# Testing out the ID algoritihm of Bhaskara et al.
Stephen Becker, March 6 2023

"Residual Based Sampling for Online Low Rank Approximation", by Aditya Bhaskara, Silvio Lattanzi, Sergei Vassilvitskii and Morteza Zadimoghaddam. FOCS, 2019

In [1]:
import numpy as np
import matplotlib.pyplot as plt
import time
import h5py
from numpy.random import default_rng
import scipy.linalg as sli
import scipy.io as sio

%reload_ext autoreload
%autoreload 2
import rID

We'll make a Python "class" for stored columns for the ID.  You can add columns to the class (and their index), and the class will maintain a QR decomposition of the columns

This particular class has three "lengths" associated with it:
1. `k_max` is the maximum number of columns
2. `k_current` is the current number of columns that have been added to it
3. `k_previous` <= `k_current` is the number of columns in the "previous" set (using Bhaskara et al.'s notation). By default, projection is done with respect to the "previous" set
    - Calling the method `.mergePreviousWithCurrent()` will include *all* the columns into the "previous" set

In [198]:
class stored_columns:
    def __init__(self, k = np.Inf):
        self.indices = []   # indices of the columns; of size k_current
        self.k_max   = k    # upper limit on # of columns
        self.k_current  = 0
        self.k_previous = 0 # <= k_current
        self.columns = []   # the columns
        self.Q = []         # orthonormal version of the columns
    def mergePreviousWithCurrent(self):
        self.k_previous = self.k_current

    def addColumn(self, newCol, newInd):
        """ adds a column (and its index) to the set"""
        if self.k_current >= self.k_max:
            # do nothing. Should we give a warning??
            return
        elif self.k_current == 0:
            # No need to orthogonalize it since nothing yet in the set. Just normalize it
            self.columns = np.reshape(newCol, (-1,1) ) # ensure it is column vector of size (n,1), not size (n,)
            self.Q = np.reshape( newCol / sli.norm(newCol), (-1,1) )
        else:
            # Update QR: orthogonalize x <- x - QQ'x, and then normalize
            q            = newCol - self.project(newCol, full=True)
            self.Q       = np.column_stack( (self.Q, q/sli.norm(q)) )
            self.columns = np.column_stack( (self.columns, newCol ) )
        self.indices.append( newInd )
        self.k_current += 1
    
    # Todo: allow adding multiple columns at once: do X - project, then do QR 
    # Todo: allow a re-orthogonalization routine to account for loss in precision
    
    def project(self, X, justQtX = False, full=False):
        """ Projects X into the range of chosen columns 
        Implicitly restricts to just "k_previous"
        This does Q*Q'*X, but if justQtX is True, then does Q'*X (saves some time if you just need the Euclidean norm)
        """
        if full == False:
            k = self.k_previous
        else:
            k = self.k_current
        if k==0:
            if justQtX:
                return np.zeros( size=(1,X.shape[1]) ) # not sure what a good shape is here...
            else:
                return 0*X
        QtX = self.Q[:,:k].T @ X
        if justQtX:
            return QtX  # for efficient norm computations
        # if QtX.ndim == 0:
        #     return QtX*self.Q[:,:k] # issues with scalar
        # else:
        return self.Q[:,:k]@( QtX )


#### Load dataset, make error metric

In [118]:
A    = rID.load_JHTDB_data(which_component="x",nsample=64,data_name="channel")
nrmX = sli.norm(A) # Frobenius norm
relError = lambda S : np.sqrt( 1 - ( sli.norm( S.project(A,justQtX=True) )/nrmX )**2 )
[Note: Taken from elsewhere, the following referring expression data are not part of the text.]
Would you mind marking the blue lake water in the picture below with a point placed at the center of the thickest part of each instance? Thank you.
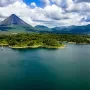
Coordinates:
(45, 69)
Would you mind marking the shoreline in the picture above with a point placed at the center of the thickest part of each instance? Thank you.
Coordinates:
(36, 46)
(27, 47)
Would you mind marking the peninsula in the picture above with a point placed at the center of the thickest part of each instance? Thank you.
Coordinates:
(35, 40)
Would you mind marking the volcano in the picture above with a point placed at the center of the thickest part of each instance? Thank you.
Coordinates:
(13, 20)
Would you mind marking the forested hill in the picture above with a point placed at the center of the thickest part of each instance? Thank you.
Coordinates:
(42, 40)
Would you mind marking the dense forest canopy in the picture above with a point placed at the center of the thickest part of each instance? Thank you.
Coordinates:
(44, 40)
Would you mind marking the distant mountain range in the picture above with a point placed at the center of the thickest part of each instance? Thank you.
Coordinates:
(14, 24)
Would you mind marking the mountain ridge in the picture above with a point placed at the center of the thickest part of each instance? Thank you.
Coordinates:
(14, 20)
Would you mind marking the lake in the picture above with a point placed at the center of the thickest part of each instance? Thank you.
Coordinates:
(45, 69)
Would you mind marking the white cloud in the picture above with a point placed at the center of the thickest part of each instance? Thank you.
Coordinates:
(33, 4)
(54, 12)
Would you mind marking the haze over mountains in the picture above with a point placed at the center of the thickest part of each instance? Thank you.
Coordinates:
(14, 24)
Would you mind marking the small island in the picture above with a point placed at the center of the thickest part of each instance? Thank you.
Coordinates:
(37, 40)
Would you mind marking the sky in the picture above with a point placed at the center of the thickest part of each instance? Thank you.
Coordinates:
(51, 13)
# Another equivalent (slower) way to compute error:
# C, residues, rnk, singA = sli.lstsq( S.columns, A)
# print( np.sqrt(np.sum(residues))/nrmX ) # same as sli.norm( S.columns@C - A )/nrmX

#### Algorithm #3 from the Bhaskara et al. paper

In [203]:
def rID_BhaskaraAlgo3(A, k=10, xi=0.05, rng=default_rng(), SA = None):
    """
    Description: Randomized ID using residual based CSS, solve least square problem to get coefficient of the new columns
    Follows Algorithm 3 of Bhaskara et al. "Residual Based Sampling for Online Low Rank Approximation" (FOCS, 2019)

    A is a m x n matrix, where we "stream" over the columns
    k is the number of columns to save
    xi is an target value of the Frobenius norm error (*absolute* error, not relative)

    Optional: SA is a l x n matrix, a sketched version of A, which we do assume we can store in memory
      (For now, we don't use that... later, when we start making *coefficients*, we will use that)

    March 2023
    """
    m, n = np.shape(A)
    sigma = 0.
    S     = stored_columns(k)

    for column_index in range(n):
        u = A[:,column_index]

        u_perp  = u - S.project(u)
        pu = (k/160./xi) * sli.norm(u_perp)**2
            
        prob_sample = np.minimum(pu, 1)
        roll = rng.random()
        if roll <= prob_sample: 
            S.addColumn( u, column_index )
        if pu < 1:
            sigma += pu
        if pu >= 1 or sigma >= 1:
            sigma = 0
            S.mergePreviousWithCurrent()
    S.mergePreviousWithCurrent()
    return S

#### Run their algorithm:

In [201]:
m,n = A.shape
print(m,n)
k = 10
S = rID_BhaskaraAlgo3(A, k=k, xi=10)
# S.columns
print( S.indices )

# Find optimal error (would require a second pass through data)
print(f"Relative Frobenius norm error is {100*relError(S):.2f}%" )
# S.Q

4096 1000
[0, 58, 123, 182, 276, 292, 322, 341, 405, 468]
Relative Frobenius norm error is 1.71%


#### Sanity check: choose columns at random
Is this better, worse, or about the same as the fancy algorithm?

Conclusion: about the same, or even slightly better

(re-run this several times, since the results are random)

In [202]:
rng=default_rng()
randInd = rng.choice( n, k)
S_rand     = stored_columns(k)
for i in randInd:
    S_rand.addColumn( A[:,i], i )
S_rand.mergePreviousWithCurrent()

# S.columns
print( S_rand.indices )

# Find optimal error (would require a second pass through data)
print(f"Relative Frobenius norm error is {100*relError(S_rand):.2f}%" )
# S.Q

[977, 259, 844, 358, 263, 62, 53, 319, 430, 334]
Relative Frobenius norm error is 1.76%